Kamala Harris e Donald Trump (Foto: Reuters)
“A eleição americana reforça o retrato do homem atormentado e fragilizado que pede socorro”, escreve o colunista Moisés Mendes
Moisés Mendes
Não há surpresa nenhuma na constatação de que o perfil dominante do ativista de extrema direita é o do homem branco de classe média e de meia idade. No Brasil, na Hungria, nos Estados Unidos.
Esse é também o perfil da maior faixa do eleitorado de direita. O macho branco é o militante e o eleitor típicos do reacionarismo e do extremismo. Mas essa eleição americana acrescenta informações ao que já se sabia.
O macho branco que dá base, faz ativismo e lidera a extrema direita não é mais só o cara com idades entre 45 e 60 anos. Evaporou-se aqui e lá a certeza de que o fascismo era uma ideia velha compartilhada pelos quase velhos do bolsonarismo e do trumpismo.
Javier Milei sustentou a ascensão do fascismo na Argentina graças ao apoio da juventude. Pablo Marçal renovou a militância bolsonarista aqui. E a ressurreição de Trump rejuvenesceu sua base nos Estados Unidos.
Nessa eleição nos EUA, haverá a maior diferença nas preferências de mulheres e de homens entre republicanos e democratas também por causa dessa renovação.
O quadro médio é esse: 53% dos homens que fazem escolhas estão com Trump e 37% estão com Kamala. E, com pequenas variações, é esse o quadro inverso para Kamala em relação ao voto feminino: ela tem 53% das mulheres e ele tem 36%.
Kamala tem apoio ainda maior entre mulheres jovens, mobilizadas pela defesa de direitos, principalmente ao aborto. Entre mulheres de até 30 anos, ela tem 67%, contra apenas 28% do apoio a Trump.
Mas Nicole Russell, colunista do USA Today, revela o seguinte: pela primeira vez os pesquisadores constataram que Trump tem muito apoio dos homens jovens e até da Geração Z, dos nascidos entre o final dos anos 90 e primeira década dos anos 2000. O apoio entre os jovens machos cresceu de 37% para 58%.

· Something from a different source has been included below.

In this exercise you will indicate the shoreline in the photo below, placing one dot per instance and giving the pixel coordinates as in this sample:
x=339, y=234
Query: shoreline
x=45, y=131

Os homens jovens, que até a eleição de Joe Biden estavam com os democratas, correram em direção a Trump. Porque também eles, por desalento e muitos outros fatores, sentem-se depreciados enquanto machos em formação num mundo de mulheres atrevidas.
É o que as pesquisas revelam e Nicole Russell aborda no artigo. O macho americano está carente. Não só o tio do zap, mas agora até o guri com idades ao redor dos 20 anos.
Esse eleitor que pode estar votando pela primeira vez também é trumpista. Como são os jovens que elegeram Milei na Argentina e quase levaram Marçal ao segundo turno em São Paulo.
A equipe de Trump tem mensagens específicas para esses jovens, nessa linha: Kamala trata vocês como se fossem homens dispensáveis, mas nós os valorizamos. Kamala assusta os homens por ser democrata e por ser mulher e negra.
Na abordagem da jornalista texana, sempre sob o ponto de vista conservador, “os homens estão mudando para a direita porque a esquerda os tornou desnecessários”. Kamala e a hegemonia feminista democrata teriam abandonado os coitados.
O que importa aqui não é o choro da moça que também se alia aos homens desprezados. Mas a certeza de que eles sofrem porque têm mesmo a sensação de que foram abandonados e são esnobados pelas mulheres não conservadoras.
É o que precisaremos examinar melhor também no Brasil, para que se tenha alguma medida do drama do macho atormentado que Bolsonaro tirou do armário e Pablo Marçal colocou aos berros no meio da rua.
Não só o macho assumidamente inseguro red pill das redes sociais. Não só o macho espalhafatoso que chama pela mãe. Mas o homem silencioso, que sofre e só na hora do voto explicita seus tormentos diante de mulheres indiferentes aos seus dramas.
O eleitor de extrema direita, num resumo que a política nos oferece, é o macho que se agarra a Trump, Bolsonaro, Marçal, Elon Musk e Milei para tentar voltar a ser o que nunca mais será.
E como ficam na cabeça dele a economia, a inflação, o emprego, os imigrantes? São bons pretextos do século 20 que eles usam como escudos. O macho que se protege na extrema direita teme mesmo as mulheres.